Quand j'arrive enfin au bar où je travaille, l'ennui m'assomme avant même de franchir la porte. C'est un endroit miteux, avec des murs sales et une clientèle presque inexistante en journée. Mon patron, un homme grassouillet et désagréable, m'attend déjà.

« T'es en retard, encore ! » grogne-t-il en croisant les bras.

Je serre les dents. « Il est 7h58, j'ai deux minutes d'avance. »

« Pas pour moi ! Allez, prends un torchon et nettoie les tables avant l'ouverture. On dirait qu'un rat est mort là-dessus. Et fais gaffe, si tu casses encore un verre, c'est sur ta paie que je le déduis. »

Je m'exécute en silence, réprimant l'envie de lui envoyer le torchon au visage. Ici, je fais tout. Je nettoie, je sers, je réponds aux clients, je range, et je subis. Et tout ça pour un salaire minable. Pendant les heures creuses, je m'assieds derrière le comptoir, luttant contre l'ennui. Parfois, je me dis que j'aurais dû devenir ingénieur. Ce n'était pas mon rêve, mais au moins, je n'aurais pas fini dans cet enfer.

Vers 15 heures, alors que le bar est désert, la porte s'ouvre, et une femme entre. Elle est différente de tout ce que j'ai vu ici. Lunettes noir et blanc, cheveux noirs impeccablement coiffés en brushing, robe noire élégante qui crie richesse. Elle semble bien trop sophistiquée pour un endroit pareil.

Elle s'assoit au comptoir sans un mot, mais je me lève immédiatement. C'est mon rôle, après tout.

« Bonjour, que puis-je vous servir ? »

Elle tourne légèrement la tête vers moi, ses lunettes glissant un peu sur son nez, révélant des yeux perçants. « Un whisky. Double. »

Je hoche la tête et me rends rapidement au bar pour préparer son verre. Mais je sens son regard. Elle m'observe, presque trop attentivement, et ça me met mal à l'aise. Je reviens avec son whisky et le pose devant elle.

« Merci, » dit-elle d'une voix calme, presque hypnotique. Elle prend une gorgée avant de briser le silence. « C'est plutôt vide, ici. »

Je souris nerveusement. « Oui, à 15 heures, on ne voit pas grand monde. Et encore moins des personnes habillées comme vous. »

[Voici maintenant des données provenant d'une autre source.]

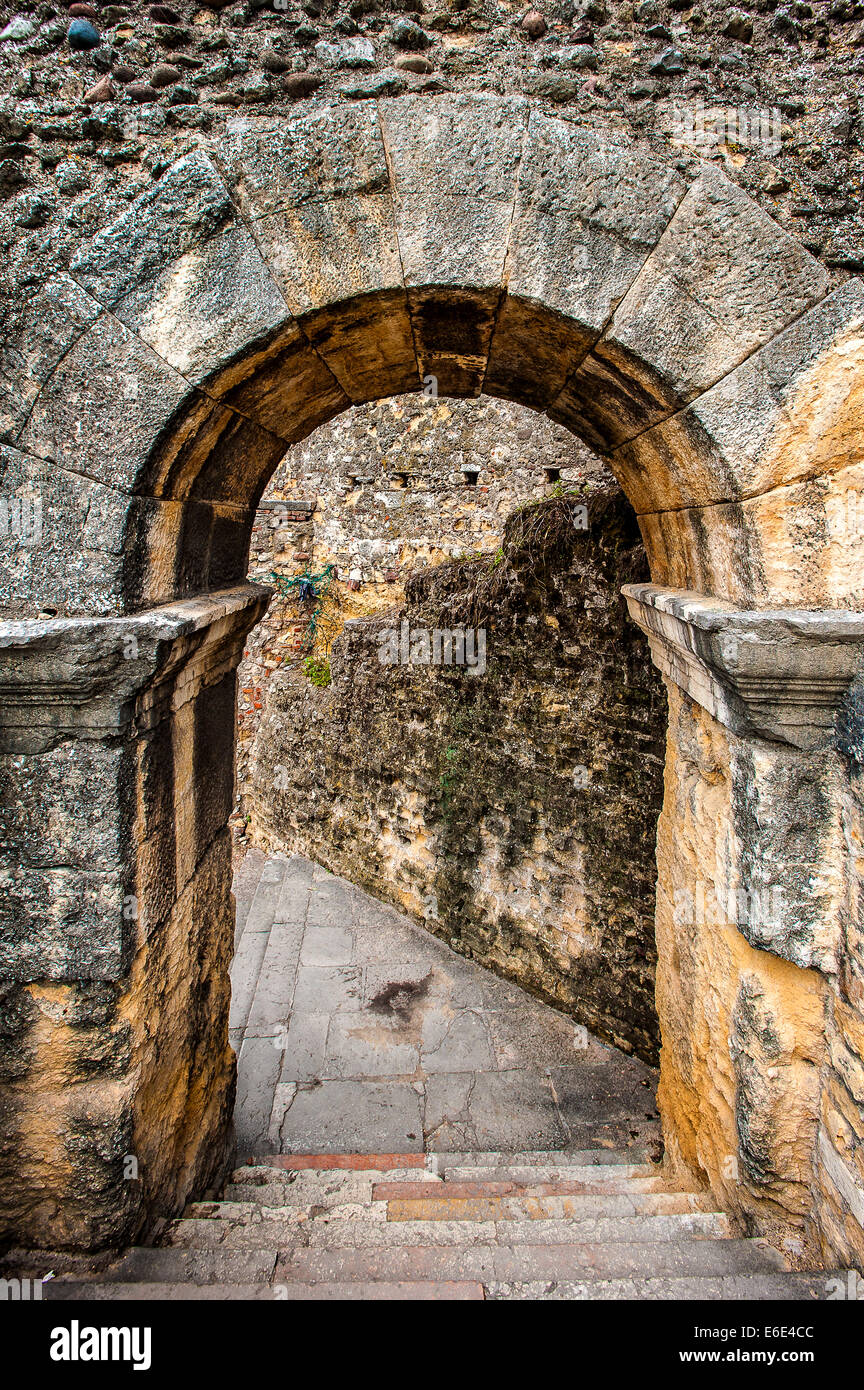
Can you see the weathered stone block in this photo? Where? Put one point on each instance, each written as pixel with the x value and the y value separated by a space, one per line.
pixel 47 327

Elle esquisse un sourire subtil. « Alors, qu'est-ce qui vous amène ici ? Vous travaillez pour payer vos études ? »

Je secoue la tête. « Non, je n'étudie plus. J'ai tout arrêté pour devenir célèbre. C'est stupide, je sais, mais comme on dit : réussir ou mourir. »

Son intérêt semble soudain s'éveiller davantage. « Intéressant. Montrez-moi. »

« Montrer quoi ? »

« Votre art. Vos histoires. Ce pour quoi vous avez tout arrêté. »

Hésitant, je sors mon téléphone et lui montre quelques vidéos que j'ai créées. Elle les regarde avec une concentration déconcertante.

« C'est amateur, je sais, » dis-je en grattant ma nuque. « Je n'ai pas de budget. »

Elle repose le téléphone et se lève lentement, ses gestes empreints de mystère. « La plupart des gens ne se méfient pas de ce qui n'existe pas. Et sans peur, il n'y a pas d'amour. Vous, vous n'existez pas. »

Je reste figé, perplexe, alors qu'elle sort une carte noire de son sac, la tenant délicatement entre deux doigts. Elle la pose sur le comptoir.

« Appelez ce numéro, » dit-elle avant de se retourner et de s'éloigner avec la même élégance hypnotique. Une Rolls Royce noire l'attend dehors. Elle monte à l'intérieur et disparaît.

Ce n'est qu'après son départ que je réalise : elle est partie sans payer. Déstabilisé, je fixe la carte sur le comptoir. Dessus, en lettres blanches, on peut lire : Symbole™, suivi d'un numéro de téléphone.

Un frisson me parcourt. Quelque chose en moi me dit que je devrais jeter cette carte, l'oublier. Mais mes doigts tremblent déjà en la saisissant.